Judaism’s recognition of God is not the triumphant outcome of philosophical deduction. It results from the performance of mitzvoth. Through the observance of the commandments we perceive the Commander. In doing, one perceives. In carrying out the word of the Torah, man is ushered back into the everlasting covenant and into the belief of God’s presence. The divine sings in the mitzvoth. After burial, once the shock of what happened has lost some of its impact, Halacha asks man again to make use of his reason. It appeals to his neshama and reminds him that by definition he is a homo religious and therefore has no escape from God and His will (4). The healing process will surely take a long time, but it is set in motion the moment the dead has been buried. There is then a need to go back to life and recognize that one lives in the presence of the Almighty.
(1) See observations made in Rabbi Joseph Ber Soloveitchik’s Eulogy for the Talner Rebbe, Rabbi M.Z. Twersky z.l., Shiure Harav, by Joseph Epstein., page 67. (Ktav Publishing House, NJ, 1974.)
(2) See Tosafoth’s remarkable observation (Berachoth 17b, “Patur Me-kriath Shema”) that one can only observe mitzvoth when one is busy with life and not with death.

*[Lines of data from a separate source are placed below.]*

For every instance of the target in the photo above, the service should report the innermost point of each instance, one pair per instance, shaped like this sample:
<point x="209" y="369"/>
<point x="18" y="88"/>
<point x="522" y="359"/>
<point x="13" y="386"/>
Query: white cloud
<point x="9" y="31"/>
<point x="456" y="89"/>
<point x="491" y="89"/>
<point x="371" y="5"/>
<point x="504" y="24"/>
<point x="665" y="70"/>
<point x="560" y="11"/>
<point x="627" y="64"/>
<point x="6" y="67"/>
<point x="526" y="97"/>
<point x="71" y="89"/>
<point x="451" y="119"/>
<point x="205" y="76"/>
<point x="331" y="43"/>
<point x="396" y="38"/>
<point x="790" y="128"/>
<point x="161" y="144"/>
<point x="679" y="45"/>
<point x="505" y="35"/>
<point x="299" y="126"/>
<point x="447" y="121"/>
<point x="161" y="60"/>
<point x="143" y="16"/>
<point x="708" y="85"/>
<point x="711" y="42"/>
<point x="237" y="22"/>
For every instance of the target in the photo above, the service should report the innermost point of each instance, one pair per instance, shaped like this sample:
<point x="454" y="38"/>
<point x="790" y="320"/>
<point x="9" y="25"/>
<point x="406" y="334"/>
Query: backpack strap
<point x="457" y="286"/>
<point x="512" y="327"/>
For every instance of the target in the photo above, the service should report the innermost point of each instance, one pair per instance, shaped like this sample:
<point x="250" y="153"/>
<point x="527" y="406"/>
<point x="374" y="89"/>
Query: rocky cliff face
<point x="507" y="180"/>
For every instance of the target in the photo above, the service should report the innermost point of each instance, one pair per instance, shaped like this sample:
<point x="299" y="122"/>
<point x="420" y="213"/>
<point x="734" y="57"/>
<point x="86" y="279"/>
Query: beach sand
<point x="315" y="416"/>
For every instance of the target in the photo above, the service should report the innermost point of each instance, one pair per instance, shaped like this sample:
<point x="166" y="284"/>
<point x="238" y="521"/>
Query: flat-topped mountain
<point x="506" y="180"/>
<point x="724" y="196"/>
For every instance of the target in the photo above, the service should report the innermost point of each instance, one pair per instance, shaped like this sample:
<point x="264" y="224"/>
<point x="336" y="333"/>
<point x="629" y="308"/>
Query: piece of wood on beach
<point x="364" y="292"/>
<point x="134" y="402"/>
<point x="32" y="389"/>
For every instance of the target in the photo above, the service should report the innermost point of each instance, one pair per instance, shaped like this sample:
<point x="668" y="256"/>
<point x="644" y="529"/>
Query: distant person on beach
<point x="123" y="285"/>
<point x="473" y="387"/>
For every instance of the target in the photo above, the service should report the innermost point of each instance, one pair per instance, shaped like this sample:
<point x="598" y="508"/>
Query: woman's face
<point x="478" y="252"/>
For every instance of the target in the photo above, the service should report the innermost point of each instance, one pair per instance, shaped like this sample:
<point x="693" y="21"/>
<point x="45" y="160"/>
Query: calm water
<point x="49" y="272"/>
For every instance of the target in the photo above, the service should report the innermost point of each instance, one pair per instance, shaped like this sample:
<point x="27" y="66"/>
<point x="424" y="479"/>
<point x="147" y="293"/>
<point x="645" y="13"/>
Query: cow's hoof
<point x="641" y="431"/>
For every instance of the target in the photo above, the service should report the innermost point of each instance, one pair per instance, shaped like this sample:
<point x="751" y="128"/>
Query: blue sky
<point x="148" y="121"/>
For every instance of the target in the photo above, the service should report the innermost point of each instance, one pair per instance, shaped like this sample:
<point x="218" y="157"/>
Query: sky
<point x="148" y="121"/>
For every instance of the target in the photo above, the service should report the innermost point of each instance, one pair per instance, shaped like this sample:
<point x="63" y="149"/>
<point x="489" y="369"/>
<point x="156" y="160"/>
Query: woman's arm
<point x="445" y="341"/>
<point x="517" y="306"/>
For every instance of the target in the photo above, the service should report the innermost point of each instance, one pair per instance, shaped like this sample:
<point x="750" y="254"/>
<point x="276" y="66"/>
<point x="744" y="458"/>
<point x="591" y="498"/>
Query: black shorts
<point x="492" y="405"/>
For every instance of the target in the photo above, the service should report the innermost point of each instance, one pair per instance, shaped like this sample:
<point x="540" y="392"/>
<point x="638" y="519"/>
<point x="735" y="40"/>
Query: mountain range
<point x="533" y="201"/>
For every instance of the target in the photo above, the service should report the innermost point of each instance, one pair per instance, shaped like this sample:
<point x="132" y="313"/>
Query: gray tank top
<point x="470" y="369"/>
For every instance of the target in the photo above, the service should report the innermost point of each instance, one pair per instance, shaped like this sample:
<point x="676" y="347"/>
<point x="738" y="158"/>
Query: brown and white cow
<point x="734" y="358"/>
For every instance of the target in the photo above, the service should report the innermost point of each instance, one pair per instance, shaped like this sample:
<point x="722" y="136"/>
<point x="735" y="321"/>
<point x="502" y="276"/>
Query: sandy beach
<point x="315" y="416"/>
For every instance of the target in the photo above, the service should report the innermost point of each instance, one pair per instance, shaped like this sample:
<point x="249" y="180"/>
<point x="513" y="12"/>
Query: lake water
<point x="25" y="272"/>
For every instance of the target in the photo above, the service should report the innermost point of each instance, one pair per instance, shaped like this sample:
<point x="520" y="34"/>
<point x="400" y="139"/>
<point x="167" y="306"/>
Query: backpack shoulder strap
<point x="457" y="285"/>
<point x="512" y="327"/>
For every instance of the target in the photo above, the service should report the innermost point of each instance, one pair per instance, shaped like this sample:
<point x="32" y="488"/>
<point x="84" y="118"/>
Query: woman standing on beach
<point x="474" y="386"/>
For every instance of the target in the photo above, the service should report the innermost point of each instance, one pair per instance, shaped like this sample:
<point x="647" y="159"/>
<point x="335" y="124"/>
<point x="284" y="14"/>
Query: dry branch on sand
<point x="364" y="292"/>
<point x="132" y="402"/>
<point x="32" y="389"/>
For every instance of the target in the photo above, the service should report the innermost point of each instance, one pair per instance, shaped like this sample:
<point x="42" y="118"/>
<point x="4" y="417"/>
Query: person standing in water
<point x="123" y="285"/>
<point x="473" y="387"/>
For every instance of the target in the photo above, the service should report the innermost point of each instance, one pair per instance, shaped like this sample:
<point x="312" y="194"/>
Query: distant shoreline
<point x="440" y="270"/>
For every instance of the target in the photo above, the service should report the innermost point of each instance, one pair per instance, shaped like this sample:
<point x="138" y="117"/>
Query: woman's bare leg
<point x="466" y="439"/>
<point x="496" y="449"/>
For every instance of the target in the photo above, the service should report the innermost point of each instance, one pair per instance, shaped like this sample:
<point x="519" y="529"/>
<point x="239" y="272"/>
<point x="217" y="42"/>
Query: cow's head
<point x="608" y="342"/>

(3) The conventional reason for dispensation from precepts at this hour is the halachic ruling, “Osek be-mitzvoth patur mi-mitzvoth.” When one is fully occupied with a mitzvah, in our case the preparations for the burial, one is exempt from all other mitzvoth since one cannot perform two mitzvoth at the same time. This however does not explain why, according to most authorities, other relatives who are not fully occupied with the burial are also forbidden to pray etc. Our interpretation fully explains why this is so.
(4) It should be noted that the mourner is only forbidden to observe the positive precepts. The prohibitions continue to apply at all times since dispensation from them would create havoc in the person and destroy the fabric of Jewish society. One may also argue that observance of the prohibitions are not so much to fill the need to recognize God, but more to prevent negative conditions which make this recognition much harder. Obviously the mourner, who is already shaken in his beliefs, should not have his doubts reinforced.